Acabas de volver con la familia Evans.
Si aceptamos esto, la gente dirá que teníamos segundas intenciones.
¡No te ayudamos en su momento para esto!
—Vamos, tío Sean, no te pongas así conmigo.
Toda tu familia me trató muy bien.
Le debo la vida a Clara.
Si no hago algo por ustedes, ¿por quién debería hacerlo?
Es solo una casa, nada lujoso ni enorme.
Solo un detallito de mi parte porque quiero que vivan mejor.
¡Eso es todo!
—¡No podemos aceptarla!
¡De verdad que no!
La intención es lo que cuenta, y con eso es suficiente —intervino también Nancy.
—Bueno… puede que ya sea tarde para eso —dijo Nicolás, mirando de reojo a Clara y lanzándole una mirada significativa—.

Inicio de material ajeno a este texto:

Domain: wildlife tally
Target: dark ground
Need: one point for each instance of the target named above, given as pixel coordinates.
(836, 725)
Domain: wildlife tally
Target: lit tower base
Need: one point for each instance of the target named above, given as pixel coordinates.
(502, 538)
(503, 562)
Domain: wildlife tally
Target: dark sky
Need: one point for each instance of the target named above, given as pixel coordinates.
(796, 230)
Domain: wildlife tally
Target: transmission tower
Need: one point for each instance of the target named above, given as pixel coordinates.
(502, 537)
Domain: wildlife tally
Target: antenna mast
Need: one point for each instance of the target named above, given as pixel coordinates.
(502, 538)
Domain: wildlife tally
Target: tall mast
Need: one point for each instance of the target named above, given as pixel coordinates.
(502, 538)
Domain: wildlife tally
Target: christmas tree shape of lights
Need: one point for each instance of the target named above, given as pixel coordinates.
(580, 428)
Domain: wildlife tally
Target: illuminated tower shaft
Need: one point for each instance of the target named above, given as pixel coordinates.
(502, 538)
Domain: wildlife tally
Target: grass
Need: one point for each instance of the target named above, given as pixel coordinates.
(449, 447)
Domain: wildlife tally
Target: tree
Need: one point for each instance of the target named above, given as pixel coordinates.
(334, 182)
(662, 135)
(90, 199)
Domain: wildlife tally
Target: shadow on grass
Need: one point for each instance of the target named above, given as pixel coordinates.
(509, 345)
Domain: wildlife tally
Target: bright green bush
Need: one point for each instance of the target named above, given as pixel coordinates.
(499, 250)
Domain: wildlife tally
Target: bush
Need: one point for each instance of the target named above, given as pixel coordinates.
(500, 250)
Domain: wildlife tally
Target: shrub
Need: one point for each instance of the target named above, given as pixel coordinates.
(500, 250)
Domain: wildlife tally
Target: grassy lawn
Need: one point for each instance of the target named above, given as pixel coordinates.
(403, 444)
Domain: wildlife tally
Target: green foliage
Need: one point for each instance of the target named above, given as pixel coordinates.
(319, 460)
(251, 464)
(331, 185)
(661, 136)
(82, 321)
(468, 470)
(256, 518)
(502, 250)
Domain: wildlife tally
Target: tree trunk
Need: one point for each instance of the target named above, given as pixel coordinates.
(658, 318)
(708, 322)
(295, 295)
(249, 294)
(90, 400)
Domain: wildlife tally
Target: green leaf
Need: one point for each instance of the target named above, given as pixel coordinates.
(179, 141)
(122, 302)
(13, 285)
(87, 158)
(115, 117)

La propiedad ya está a nombre de Clara.
Así que, técnicamente, ya es la casa de su familia.
Dejarla vacía sería un desperdicio, ¿no crees, Clara?
Clara tampoco quería aceptar nada de Nicolás.
Pero, por otro lado, esta era la oportunidad perfecta para darles a sus padres un lugar mejor donde vivir, algo que ella ya había sugerido antes y que le habían rechazado de plano.
—Sí, Papá, Mamá, mudémonos.
Nuestro tejado tiene goteras cada vez que llueve, las paredes se están cayendo a trozos… Si hay un pequeño terremoto, esa casa vieja será la primera en derrumbarse.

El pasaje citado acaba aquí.